На верхнюю полку в отсек Петра за время пути так никого и не подселили, поэтому он ехал в относительном одиночестве и комфорте, то есть не упираясь глазами и коленями в глаза и колени соседа. Так и передвигался он по «необъятной и многонациональной» в роли неприметного и вполне стандартного пассажира не менее стандартного плацкартного вагона. А куда и зачем? Этого ни он не знал, ни кто другой подсказать не мог.

В Санькином билете был определен конечный пункт путешествия по «железке», название которого ему ничего не говорило: Серовск. В расписании, которое Петр внимательно изучил, там значилась сорокаминутная стоянка поезда, подразумевающая, что в составе меняют тепловоз, а значит, и станция немалая, видимо, узловая, из чего следовало… Да ничего из этого не следовало! Потому что Петру было совершенно безразлично, куда и зачем он едет. Он плыл по течению жизни, брошенный в ее стремнину старым чеченцем, хладнокровно ожидая, куда оно вынесет.

Чем станет на его пути Серовск – тихой заводью, кладбищем затонувших кораблей, а может, очередной отметкой на карте, отмелью, как недавний скверик с бюстом поэта? Волна выбросит на песок да тут же и подхватит, понесет дальше… А может, песок тот зыбучим окажется, засосет по грудь, по горло, с головой утянет? Время покажет!

Деньги, что Серега при прощании ему в нагрудный карман засунул «от щедрот своих», Петр пересчитал и аккуратно переложил во внутренний. Триста пятьдесят рублей, немного, но при его безденежье протянуть с десяток дней хватит. Он не стал брать постель, на что проводник презрительно скривился и предупредил строго, чтобы пассажир не вздумал спать на голом матраце, а ехать-то две ночи. Но зря деньги тратить на пустое не хотелось. И сидя подремать можно, да и стол развернуть и уложить в полку полумягкую, а вместо подушки ботинки, прикрытые все тем же пакетом пластиковым, под голову подсунуть – и спи спокойно, дорогой товарищ.

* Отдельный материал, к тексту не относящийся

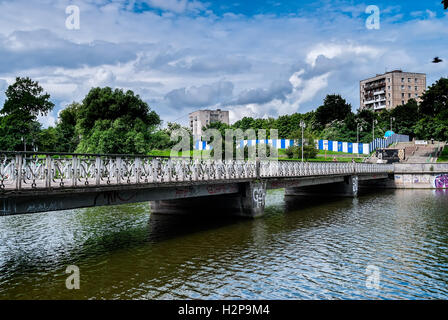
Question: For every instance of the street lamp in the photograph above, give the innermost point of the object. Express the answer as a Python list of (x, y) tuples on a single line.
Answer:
[(302, 125), (373, 130), (24, 144), (358, 129)]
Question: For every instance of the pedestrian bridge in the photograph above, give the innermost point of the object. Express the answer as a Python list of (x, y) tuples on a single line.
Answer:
[(33, 182)]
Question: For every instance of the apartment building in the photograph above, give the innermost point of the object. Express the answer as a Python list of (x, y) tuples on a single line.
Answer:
[(388, 90), (202, 118)]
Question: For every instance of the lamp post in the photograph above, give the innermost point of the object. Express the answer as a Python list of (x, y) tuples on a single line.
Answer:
[(373, 130), (302, 125), (24, 143), (358, 129)]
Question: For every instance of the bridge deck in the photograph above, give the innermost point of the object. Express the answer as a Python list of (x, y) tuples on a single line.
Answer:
[(32, 171)]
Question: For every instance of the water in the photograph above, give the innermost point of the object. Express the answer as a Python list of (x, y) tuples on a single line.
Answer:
[(312, 249)]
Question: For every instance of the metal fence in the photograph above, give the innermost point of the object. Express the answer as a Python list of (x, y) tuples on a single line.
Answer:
[(25, 171)]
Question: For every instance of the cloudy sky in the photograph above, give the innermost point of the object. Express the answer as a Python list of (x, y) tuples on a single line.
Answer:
[(255, 58)]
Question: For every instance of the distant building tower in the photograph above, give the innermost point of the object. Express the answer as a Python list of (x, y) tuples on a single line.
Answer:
[(388, 90), (202, 118)]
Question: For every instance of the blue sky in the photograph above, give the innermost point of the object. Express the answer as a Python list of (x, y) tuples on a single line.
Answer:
[(254, 58)]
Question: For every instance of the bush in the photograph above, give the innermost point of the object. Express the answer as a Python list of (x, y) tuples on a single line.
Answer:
[(309, 152)]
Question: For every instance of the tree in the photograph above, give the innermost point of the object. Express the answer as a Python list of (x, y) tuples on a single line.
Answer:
[(26, 96), (435, 99), (113, 121), (67, 137), (406, 116), (25, 101), (334, 108)]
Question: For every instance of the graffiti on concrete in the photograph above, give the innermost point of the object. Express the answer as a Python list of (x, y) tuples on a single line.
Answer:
[(355, 185), (441, 181), (259, 196)]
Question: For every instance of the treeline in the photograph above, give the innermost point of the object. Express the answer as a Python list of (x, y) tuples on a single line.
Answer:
[(334, 120), (106, 121), (115, 121)]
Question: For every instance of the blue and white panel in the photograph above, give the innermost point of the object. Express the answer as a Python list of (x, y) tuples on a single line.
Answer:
[(335, 145), (365, 148)]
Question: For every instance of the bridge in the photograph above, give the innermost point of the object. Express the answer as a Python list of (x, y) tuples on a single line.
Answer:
[(32, 182)]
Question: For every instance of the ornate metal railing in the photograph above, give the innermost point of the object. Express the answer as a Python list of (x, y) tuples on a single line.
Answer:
[(24, 171)]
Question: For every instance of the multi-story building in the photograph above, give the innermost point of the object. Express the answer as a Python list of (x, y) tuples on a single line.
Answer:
[(388, 90), (202, 118)]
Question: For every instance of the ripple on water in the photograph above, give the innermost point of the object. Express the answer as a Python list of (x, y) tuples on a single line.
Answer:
[(319, 250)]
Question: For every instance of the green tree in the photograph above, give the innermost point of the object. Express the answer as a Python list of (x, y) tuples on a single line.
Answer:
[(435, 99), (334, 108), (25, 101), (406, 116), (67, 137), (113, 121)]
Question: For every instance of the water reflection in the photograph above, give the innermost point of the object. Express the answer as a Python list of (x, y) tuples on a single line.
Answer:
[(306, 248)]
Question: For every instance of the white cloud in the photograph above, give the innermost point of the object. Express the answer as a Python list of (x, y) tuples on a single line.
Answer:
[(179, 61)]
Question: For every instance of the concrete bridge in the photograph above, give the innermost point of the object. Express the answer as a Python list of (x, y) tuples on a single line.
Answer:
[(37, 182)]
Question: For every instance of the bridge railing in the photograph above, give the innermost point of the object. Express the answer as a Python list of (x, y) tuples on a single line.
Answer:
[(24, 171)]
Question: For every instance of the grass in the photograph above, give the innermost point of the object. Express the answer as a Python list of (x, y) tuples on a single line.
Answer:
[(322, 159), (444, 156)]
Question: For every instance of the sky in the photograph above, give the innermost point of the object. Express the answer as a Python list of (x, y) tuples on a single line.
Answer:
[(260, 58)]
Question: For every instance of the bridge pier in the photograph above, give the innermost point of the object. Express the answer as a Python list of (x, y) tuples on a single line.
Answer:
[(347, 188), (249, 202)]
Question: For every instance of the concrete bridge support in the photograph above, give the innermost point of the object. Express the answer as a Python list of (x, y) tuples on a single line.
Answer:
[(248, 202), (346, 188)]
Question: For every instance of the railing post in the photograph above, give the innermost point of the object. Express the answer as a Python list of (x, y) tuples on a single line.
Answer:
[(138, 169), (74, 171), (118, 169), (98, 171), (47, 171), (170, 170), (19, 162)]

Он без особых затруднений вспомнил, что такое денежные знаки и зачем они нужны. А главное – врубился, что денег всегда мало и их надо беречь. И совсем по теме подслушал шутку в разговоре попутчиков, как старый и мудрый еврей сказал, что денег много не бывает, а бывает много камней в почках и бедных родственников у жены. С камнями в почках и женой у него проблем не возникало – их просто не было, а вот дензнаки Петр экономил как мог.

За всю дорогу он потратился только на анальгин, взяв его про запас в привокзальном аптечном киоске, а когда батон закончился, прикупил буханку хлеба. Да еще в Котельникове на рыбном базарчике разохотился на котлету из сазаньей икры – недорого и питательно, сплошной белок. Вот и все расходы. А в бутылку из-под минералки Петр из вагонного титана воды кипяченой налил. Так и ехал в тепле и достатке, потихоньку хлебушек грызя, водичкой запивая да в окошко на природу любуясь, на поля, чисто убранные, перелески да полосы лесозащитные, уже местами подернувшиеся желтизной и увяданием ранним осенним.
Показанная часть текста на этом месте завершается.